Dancey hadn't been this excited in months. Since they'd arrived on Altar, she'd been concerned about him. When the last of the peanut butter and jelly was gone, he'd seemed to lose some part of himself. Dancey's mom looked into his pleading eyes. She didn't want to tell him about rules and regulations, about the Farming Ministry and their regulation of what could and could not be grown on Altar. Dancey was excited. It was like asking for a pet, one in which you learned responsibility by caring for it and tending to it. Dancey would need to do a lot of hard work if his garden was to grow and even more if he actually brought in a crop.
"...grandma knows," he was saying when his mother's attention came back to him. "She remembers seeing her mother do it. Please, Mom, let me try."
"You can try, Dancey. Go call Karen."
He went away happy. Dancey's mom called the Farming Ministry. She had a friend who worked there and it was only through this friendship that she got permission for Dancey to receive peanut and grape seeds.

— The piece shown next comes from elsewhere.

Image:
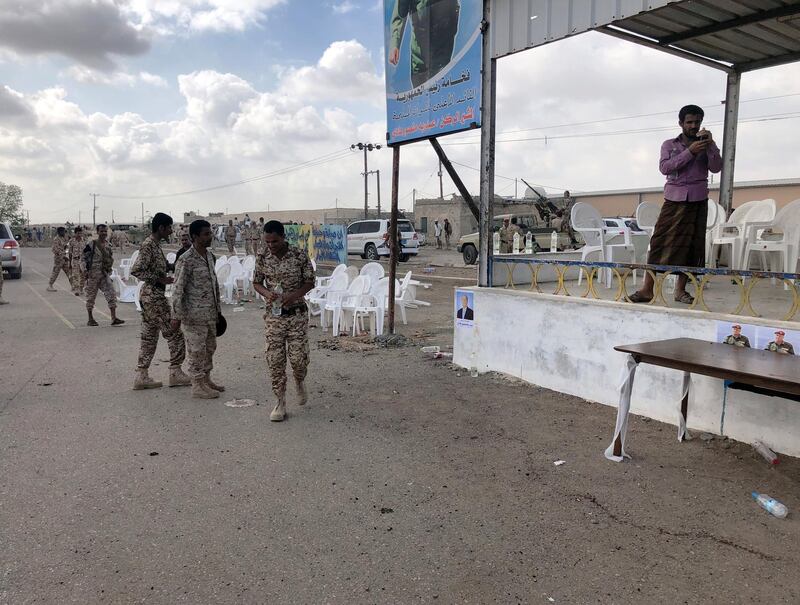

The summer of his twelfth year, he was like a new child. He spent hours reading everything he could about growing peanuts and grapes. He planted, watered, tended his garden, kept the weeds down and the pests under control. At the end of that summer, Dancey brought in the first crop of peanuts and grapes that had ever been grown on Altar.
"Smile, Dancey," the scanner man said. Dancey had been photographed and scanned for transmissions over the seven planet network. He didn't want any more pictures. He didn't want to make news. He wanted to make a sandwich. He smiled and let them get their story and finally they left.
The next morning Dancey's grandmother arrived from Earth. She brought sugar and jars and something called a hot water bath. It was only a big pot with a rack in the bottom, but by the end of the day Dancey had twenty jars of grape jelly. His mother had baked and sliced bread, something she hadn't done since they had the last of the peanut butter and jelly. Dancey made a jelly sandwich with the last of the jelly left in the pan and crooned at how good it tasted.
"Can we make the peanut butter tomorrow?" he asked between bites.
"Yes," his grandmother told him.
Before the end of the week, they had brought in the entire crop, even Dancey's sister helped to pick the peanuts. They crushed them and ground them into a paste. His grandmother told them of a machine that could do it, but Dancey wanted to do it himself. They removed the oil that collected on the top and skimmed it off. Dancey continued to churn the mixture. It got thicker and harder for him until his dad had to help him.
When his sister, in one of her rare congenial moods, finished the neatly printed labels they set them onto the jars. Dancey had enough peanut butter and jelly to last two years. He couldn't wait two years. His mom made a sandwich for everyone and that night their entire family sat down to a dinner of peanut butter and jelly sandwiches. Dancey had never been happier.